Değersizleşme ile başa çıkmada yükseköğretim ve çalışma dünyası arasındaki

ilişkinin geliştirilmesi hayati bir öneme sahiptir. İstihdamın özelliği bu hem ekonomik

hem de sosyal açıdan zamanımızın en karmaşık ve tartışmalı konularındır. Özellikle günümüzde zengin ve yoksul ülkeler arasındaki uçurumu büyümektedir. Marjinalleşme ve dışlanmanın yol açtığı sorunlar nedeniyle her zamankinden daha fazla sürdürülebilir insan gelişimi için nitelikli kaynakların yönlendirilmesine ve yönetimine ihtiyaç vardır (Power & Donckt, 1998: 9).
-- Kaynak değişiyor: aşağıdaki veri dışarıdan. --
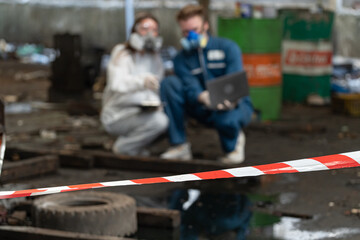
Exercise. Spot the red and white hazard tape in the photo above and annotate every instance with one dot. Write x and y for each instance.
(344, 160)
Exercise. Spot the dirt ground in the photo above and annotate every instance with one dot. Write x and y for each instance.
(331, 197)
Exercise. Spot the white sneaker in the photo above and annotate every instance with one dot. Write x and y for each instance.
(182, 152)
(238, 155)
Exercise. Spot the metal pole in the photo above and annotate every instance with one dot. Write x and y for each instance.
(2, 134)
(129, 16)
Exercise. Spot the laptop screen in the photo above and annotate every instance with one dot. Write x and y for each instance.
(230, 87)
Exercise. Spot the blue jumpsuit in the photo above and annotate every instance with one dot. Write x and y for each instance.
(180, 93)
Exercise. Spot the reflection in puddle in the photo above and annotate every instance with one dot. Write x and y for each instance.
(287, 229)
(212, 216)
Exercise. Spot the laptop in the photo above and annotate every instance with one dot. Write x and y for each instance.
(230, 87)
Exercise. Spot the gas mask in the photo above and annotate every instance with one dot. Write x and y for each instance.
(147, 43)
(193, 40)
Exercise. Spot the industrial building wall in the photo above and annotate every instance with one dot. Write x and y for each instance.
(103, 25)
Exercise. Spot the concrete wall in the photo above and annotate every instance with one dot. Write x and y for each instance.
(347, 35)
(104, 27)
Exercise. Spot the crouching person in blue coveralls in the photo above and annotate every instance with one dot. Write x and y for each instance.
(202, 59)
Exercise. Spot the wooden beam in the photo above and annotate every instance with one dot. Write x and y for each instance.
(33, 233)
(29, 167)
(158, 218)
(103, 159)
(153, 164)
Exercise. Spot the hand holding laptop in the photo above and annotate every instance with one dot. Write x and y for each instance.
(224, 92)
(204, 98)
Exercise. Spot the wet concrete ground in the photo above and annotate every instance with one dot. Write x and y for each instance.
(331, 197)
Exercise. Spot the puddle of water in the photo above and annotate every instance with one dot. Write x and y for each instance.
(18, 108)
(287, 229)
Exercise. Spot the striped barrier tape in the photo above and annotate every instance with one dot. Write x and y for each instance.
(343, 160)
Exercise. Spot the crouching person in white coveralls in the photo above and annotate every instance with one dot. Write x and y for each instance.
(131, 107)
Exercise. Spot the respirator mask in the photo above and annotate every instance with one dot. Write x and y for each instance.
(193, 40)
(147, 43)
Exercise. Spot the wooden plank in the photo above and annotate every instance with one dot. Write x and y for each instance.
(103, 159)
(33, 233)
(78, 159)
(29, 167)
(153, 164)
(67, 158)
(158, 218)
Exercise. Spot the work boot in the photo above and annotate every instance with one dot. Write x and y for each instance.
(238, 155)
(182, 152)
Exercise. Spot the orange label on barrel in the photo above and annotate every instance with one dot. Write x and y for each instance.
(263, 69)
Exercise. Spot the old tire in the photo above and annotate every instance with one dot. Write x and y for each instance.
(98, 213)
Bu noktada, UNESCO, 1996 yılında ilgili paydaşların da bir araya geldiği Sürdürülebilir Kalkınma ve Mezun İstihdamı Öğrenci Forumunu

(Student Forum on Sustainable Development and Graduate Employment) kurmuştur. Hukuk, tıp ve tarım gibi profesyonel alanları temsil eden öğrenci STK’ları, OECD’nin de dâhil olduğu ILO, FAO, WHO hükümetler arası kuruluşları, konuya ayrı bir önem veren İngiliz Milletler Topluluğu Sekretaryası, mezunları istihdam eden özel sektör ve kamu kuruluşlarının oluşturduğu ekonomi sektörünün partnerleri bu forumda bir araya gelmiş ve şu konuları incelemişlerdir (Kearney, 1998: 12):

- Özellikle bütün ülkelerde bu gruplar arasındaki uçurumun artması bakımından küresel ekonominin zengin ve fakir ülkelerdeki kalkınma süreci üzerindeki etkisi;

- Sadece toplumumuzun gelişmiş teknolojik zorluklarını karşılamak için gerekli olan yeni becerilerin kazanılmasını değil, aynı zamanda sözleşmeli işgücü ve daha sık iş değiştirme eğilimini içeren değişen istihdam koşullarını kapsayan işin doğasında yaşanan değişim;

- Yükseköğretim niteliklerinin gerçek değeri - akademik derece (özellikle gelişmiş seviyedeki) veya daha çeşitlendirilmiş ve uygulamaya dayalı eğitim türleri. Kuramsal ve uygulamalı eğitimi uyumlu hale getirme stratejileri, istihdam olanaklarını sağlayan hizmet endüstrilerinin (örneğin, bankacılık, sigorta, turizm) giderek artan önemi;

- Yeni bilgi ve becerilerin edinilmesinde ya da var olanların güncellenmesinde hayat boyu öğrenmenin rolü, çalışanın bu eğitime erişimini kolaylaştırmaya yönelik yaklaşımlar ve bu talebe verilen kurumsal cevaplar;

- İşverenlerin seçimini belirleyen önceliklerin neler olduğu ve yükseköğretim kurumlarının iş pazarına ilişkin performansları,

Bu geniş konular, daha spesifik bir doğanın ilişkili yönlerinin analizi için bir çerçeve oluşturmaktadır (Kearney, 1998:13 ):

- Ekonomik büyüme ve istihdam konusunda uzman olanların gözüyle yirmi birinci yüzyıl arifesindeki işgücü piyasasının bölgesel gerçekleri;

- Yükseköğrenimin öğretim, eğitim ve araştırmalarının çeşitlendirilmesi için kullanılan yenilikçi yaklaşımlar;

- Yükseköğrenim topluluğunun - ulusal ve kurumsal politika yapıcılar, akademik personel ve öğrenciler – yaşanmakta olan dönüşümleri yönetmek amacıyla kendisini hazırlanmaya yönelik çabaları;

- Vasıflı profesyonelleri arayıp bulmaya çalışan işverenler tarafından kullanılan istihdam kriterleri;

- İstihdamın uçucu-geçici niteliği ve yükseköğretim maliyetinin artması nedeniyle, öğrencilerin çalışmalarının niteliğine ve uygunluğuna tepkisi. - Somut ilerlemeye ulaşmak için, bu paydaşlar arasında gerçek bir diyalog

olmalıdır.

Bu, temelde, arzu edilen ve üzerinde anlaşmaya varılan ilkelerin daha genel ifadelerine değil, sorunlarla başa çıkmada kullanılan çözümlere odaklanmalıdır.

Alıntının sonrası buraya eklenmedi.